On our third day in Bangkok we decided to visit the famed Chinatown, the oldest area of Bangkok. A taxi ride from our Sukhumvit area to Chinatown cost 100 Baht. When you are in Bangkok make sure that your taxi is using a working meter before you get into the taxi. We had to stop 3 or 4 taxis this night before we found one willing to do things properly and switch on his meter. All the rest offered us fixed prices of not less than 150 Baht (one even asking for 400 Baht, clearly a tourist ripoff).
We knew we were in Chinatown because of the red-themed decor and flashing neon lights, but we weren’t that prepared for the assault on the senses that greeted us as soon as we stepped outside our taxi.
As you can sample in the short video below that we’ve made for you, Chinatown is a concoction of food, fruit and smells. Venture into the side streets only if you’re ready to experience some not-so-hygenic conditions, and the occasional rat and cockroach scurrying ahead of you.
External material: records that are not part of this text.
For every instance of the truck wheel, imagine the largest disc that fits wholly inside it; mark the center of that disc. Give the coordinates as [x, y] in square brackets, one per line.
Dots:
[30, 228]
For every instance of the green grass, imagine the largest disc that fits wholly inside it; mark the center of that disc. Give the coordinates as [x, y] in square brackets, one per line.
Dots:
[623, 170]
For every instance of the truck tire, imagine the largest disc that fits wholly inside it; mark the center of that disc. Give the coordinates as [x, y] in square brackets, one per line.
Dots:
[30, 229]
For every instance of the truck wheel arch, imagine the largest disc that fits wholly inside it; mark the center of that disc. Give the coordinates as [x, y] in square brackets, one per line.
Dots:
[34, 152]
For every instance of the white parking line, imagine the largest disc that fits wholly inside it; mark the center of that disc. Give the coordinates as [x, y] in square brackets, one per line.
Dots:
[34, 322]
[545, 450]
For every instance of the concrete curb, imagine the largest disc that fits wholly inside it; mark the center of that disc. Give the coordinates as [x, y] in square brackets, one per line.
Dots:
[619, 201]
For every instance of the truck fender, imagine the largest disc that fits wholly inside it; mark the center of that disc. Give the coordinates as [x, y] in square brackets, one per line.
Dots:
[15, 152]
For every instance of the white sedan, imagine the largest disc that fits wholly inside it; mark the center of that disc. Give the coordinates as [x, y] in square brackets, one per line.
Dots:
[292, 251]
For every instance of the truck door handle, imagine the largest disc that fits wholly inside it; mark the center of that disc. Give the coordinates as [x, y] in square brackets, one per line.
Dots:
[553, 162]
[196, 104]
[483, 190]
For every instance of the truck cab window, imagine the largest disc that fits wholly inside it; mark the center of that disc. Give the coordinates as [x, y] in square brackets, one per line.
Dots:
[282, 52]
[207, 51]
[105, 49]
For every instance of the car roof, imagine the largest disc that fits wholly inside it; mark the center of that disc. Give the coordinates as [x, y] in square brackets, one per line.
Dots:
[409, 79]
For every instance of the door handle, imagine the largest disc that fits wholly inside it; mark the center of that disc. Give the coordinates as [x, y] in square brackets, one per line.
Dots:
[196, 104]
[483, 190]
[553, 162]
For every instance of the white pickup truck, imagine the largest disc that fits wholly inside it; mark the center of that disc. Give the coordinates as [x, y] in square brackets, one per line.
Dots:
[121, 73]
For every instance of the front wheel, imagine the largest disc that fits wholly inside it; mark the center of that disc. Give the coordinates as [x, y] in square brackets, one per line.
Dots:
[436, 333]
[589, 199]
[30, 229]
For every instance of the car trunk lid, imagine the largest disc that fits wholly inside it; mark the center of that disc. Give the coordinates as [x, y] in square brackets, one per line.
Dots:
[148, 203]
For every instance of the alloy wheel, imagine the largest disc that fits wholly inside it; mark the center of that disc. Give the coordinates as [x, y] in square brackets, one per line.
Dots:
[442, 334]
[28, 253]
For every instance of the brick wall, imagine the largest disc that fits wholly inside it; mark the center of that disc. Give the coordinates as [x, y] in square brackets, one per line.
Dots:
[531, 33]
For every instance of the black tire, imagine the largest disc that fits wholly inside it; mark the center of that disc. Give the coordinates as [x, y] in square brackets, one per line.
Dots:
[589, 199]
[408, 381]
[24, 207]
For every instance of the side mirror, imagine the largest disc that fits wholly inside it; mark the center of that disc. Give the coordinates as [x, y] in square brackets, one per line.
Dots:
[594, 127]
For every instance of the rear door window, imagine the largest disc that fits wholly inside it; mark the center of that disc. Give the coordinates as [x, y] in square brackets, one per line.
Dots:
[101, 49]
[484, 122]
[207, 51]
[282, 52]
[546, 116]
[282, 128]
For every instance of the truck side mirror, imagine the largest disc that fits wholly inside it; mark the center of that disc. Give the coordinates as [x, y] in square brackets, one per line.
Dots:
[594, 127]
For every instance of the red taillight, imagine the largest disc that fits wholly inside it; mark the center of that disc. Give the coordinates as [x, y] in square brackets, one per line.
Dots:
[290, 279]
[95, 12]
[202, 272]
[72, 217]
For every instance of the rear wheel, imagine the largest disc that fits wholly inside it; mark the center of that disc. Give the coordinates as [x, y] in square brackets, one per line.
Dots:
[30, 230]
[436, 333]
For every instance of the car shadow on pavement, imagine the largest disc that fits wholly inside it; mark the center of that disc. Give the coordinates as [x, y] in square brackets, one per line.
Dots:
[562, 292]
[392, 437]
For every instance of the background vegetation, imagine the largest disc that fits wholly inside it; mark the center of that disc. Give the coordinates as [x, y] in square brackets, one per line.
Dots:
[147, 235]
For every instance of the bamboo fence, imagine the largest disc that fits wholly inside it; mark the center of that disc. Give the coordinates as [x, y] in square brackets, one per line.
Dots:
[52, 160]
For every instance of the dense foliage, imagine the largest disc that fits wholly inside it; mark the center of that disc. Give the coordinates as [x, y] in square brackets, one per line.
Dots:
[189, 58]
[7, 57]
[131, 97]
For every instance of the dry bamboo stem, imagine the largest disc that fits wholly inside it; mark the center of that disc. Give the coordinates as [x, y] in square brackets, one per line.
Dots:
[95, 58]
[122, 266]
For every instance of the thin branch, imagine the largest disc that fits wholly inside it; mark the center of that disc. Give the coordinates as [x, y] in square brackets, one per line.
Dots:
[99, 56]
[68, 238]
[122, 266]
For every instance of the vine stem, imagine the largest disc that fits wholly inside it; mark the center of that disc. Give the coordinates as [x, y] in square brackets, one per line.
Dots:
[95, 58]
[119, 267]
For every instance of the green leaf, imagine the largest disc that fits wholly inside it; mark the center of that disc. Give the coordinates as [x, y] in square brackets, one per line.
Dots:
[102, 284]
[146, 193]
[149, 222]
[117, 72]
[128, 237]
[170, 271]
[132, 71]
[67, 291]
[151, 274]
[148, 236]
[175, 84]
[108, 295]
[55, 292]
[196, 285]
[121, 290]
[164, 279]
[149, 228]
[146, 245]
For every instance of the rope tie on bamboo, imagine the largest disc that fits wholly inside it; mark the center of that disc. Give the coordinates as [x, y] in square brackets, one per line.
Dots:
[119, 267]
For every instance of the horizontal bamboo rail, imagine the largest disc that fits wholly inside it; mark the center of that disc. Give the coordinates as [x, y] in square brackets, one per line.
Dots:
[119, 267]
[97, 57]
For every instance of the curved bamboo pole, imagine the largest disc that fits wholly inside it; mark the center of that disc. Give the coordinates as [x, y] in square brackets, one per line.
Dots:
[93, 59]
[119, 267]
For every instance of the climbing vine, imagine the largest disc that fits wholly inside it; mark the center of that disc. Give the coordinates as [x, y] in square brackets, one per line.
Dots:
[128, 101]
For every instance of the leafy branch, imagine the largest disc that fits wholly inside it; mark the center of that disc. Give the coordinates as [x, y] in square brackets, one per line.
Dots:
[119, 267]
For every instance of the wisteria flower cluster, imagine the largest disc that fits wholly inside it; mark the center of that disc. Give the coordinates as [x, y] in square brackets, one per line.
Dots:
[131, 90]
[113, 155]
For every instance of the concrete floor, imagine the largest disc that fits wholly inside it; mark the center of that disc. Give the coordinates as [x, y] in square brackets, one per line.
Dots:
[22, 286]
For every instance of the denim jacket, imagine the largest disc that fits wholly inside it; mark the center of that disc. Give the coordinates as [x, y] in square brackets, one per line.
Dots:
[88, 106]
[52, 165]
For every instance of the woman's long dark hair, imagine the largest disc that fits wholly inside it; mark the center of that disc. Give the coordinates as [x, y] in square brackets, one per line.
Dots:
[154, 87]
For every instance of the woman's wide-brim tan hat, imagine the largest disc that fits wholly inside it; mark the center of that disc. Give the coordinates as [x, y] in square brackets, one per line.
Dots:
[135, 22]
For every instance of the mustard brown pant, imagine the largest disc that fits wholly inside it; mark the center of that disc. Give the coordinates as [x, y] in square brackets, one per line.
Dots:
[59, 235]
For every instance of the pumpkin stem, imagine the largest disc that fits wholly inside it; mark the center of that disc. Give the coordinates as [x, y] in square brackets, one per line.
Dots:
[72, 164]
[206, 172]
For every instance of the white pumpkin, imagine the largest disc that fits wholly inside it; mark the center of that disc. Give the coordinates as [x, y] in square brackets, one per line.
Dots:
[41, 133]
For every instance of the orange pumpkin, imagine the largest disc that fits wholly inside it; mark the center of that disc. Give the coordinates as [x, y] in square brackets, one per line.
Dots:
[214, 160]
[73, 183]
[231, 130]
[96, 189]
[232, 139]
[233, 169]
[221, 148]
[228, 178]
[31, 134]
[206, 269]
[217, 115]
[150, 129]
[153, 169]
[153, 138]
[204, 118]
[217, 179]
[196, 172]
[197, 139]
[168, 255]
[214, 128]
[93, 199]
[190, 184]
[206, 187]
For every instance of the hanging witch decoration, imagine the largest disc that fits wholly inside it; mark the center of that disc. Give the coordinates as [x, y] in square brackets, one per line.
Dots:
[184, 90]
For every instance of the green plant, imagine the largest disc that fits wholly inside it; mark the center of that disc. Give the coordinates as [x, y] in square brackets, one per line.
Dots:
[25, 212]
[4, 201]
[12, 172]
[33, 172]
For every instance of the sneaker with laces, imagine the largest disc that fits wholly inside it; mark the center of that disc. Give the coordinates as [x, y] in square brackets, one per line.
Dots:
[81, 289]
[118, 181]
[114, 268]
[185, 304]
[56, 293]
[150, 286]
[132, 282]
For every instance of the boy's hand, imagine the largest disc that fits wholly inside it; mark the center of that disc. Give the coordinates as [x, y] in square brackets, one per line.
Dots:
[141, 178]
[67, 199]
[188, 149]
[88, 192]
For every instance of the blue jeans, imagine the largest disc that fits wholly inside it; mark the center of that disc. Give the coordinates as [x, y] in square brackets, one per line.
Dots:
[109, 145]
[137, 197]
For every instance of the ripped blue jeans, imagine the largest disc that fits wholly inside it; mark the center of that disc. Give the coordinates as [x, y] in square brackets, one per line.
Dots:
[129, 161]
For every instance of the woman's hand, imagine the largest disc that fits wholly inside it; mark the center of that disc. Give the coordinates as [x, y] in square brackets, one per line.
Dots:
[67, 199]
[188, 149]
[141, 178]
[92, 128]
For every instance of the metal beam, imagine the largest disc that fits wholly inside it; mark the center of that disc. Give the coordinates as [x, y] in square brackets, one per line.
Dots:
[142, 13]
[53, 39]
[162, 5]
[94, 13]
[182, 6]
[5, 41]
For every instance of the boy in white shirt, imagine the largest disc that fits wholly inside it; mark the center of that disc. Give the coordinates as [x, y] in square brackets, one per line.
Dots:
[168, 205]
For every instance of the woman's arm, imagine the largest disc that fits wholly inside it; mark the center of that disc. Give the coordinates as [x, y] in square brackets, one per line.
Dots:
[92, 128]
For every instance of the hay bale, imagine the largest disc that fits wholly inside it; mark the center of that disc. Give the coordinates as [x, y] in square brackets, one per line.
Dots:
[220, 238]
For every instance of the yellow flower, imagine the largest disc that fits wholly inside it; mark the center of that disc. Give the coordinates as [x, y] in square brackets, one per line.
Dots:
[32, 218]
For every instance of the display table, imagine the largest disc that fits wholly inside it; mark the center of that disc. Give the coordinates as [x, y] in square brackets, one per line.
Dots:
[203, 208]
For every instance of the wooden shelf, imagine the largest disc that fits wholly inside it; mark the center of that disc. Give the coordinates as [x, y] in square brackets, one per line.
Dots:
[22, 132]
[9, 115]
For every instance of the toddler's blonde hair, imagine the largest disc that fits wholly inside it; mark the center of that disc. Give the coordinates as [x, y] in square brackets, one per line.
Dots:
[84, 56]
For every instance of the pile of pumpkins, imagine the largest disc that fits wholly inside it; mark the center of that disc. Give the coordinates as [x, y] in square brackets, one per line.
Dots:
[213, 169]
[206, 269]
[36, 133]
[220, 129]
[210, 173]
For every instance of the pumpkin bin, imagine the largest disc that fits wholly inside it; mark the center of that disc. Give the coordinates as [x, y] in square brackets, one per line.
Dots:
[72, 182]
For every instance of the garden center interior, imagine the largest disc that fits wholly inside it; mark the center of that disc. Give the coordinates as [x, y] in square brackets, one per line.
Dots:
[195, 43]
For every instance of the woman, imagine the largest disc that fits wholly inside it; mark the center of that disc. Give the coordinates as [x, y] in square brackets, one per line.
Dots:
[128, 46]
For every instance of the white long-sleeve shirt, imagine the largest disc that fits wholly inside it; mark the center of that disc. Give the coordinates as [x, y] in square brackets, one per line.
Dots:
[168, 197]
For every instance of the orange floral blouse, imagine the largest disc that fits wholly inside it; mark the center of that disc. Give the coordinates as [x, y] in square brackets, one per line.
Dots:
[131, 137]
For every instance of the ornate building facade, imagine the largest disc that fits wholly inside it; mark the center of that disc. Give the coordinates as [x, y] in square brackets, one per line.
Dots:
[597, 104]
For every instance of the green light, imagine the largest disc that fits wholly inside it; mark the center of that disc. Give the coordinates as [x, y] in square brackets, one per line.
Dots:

After walking around the whole area, we topped the evening with a nice meal at Shark Fin, a restaurant on the main street which apparently specialises in shark fins, although we didn’t try them ourselves. It was quite a decent restaurant and our Pad Thai was well cooked. Alyona had a watermelon juice and I had a pineapple one, both were absolutely delicious. We’re really enjoying the fresh fruit juices here, although we haven’t yet tried all of them (there are quite a lot!).
We had a bit of a travel fail at the end of the night, when we realised we only had 71 Baht left in our wallet. Our trip to Chinatown had cost 100 Baht, and since it was around midnight it was even more difficult to find a taxi or tuk tuk willing to take us back for less than 100 Baht, let alone 71 Baht. We tried bargaining a fixed price with some tuk tuk drivers but they would have none of it, 80 Baht was the least they would go for.
In the end we decided to find a taxi with a working meter and see how far it would take us. Luckily our 71 Baht got us within a kilometer or so of our hotel, and the area we had to stop in wasn’t so dodgy. Although tired, we walked the rest of the way without any problems, so the story had a happy ending. Well, maybe happy ending might not be the perfect phrase to use when talking about Bangkok, but you get the idea!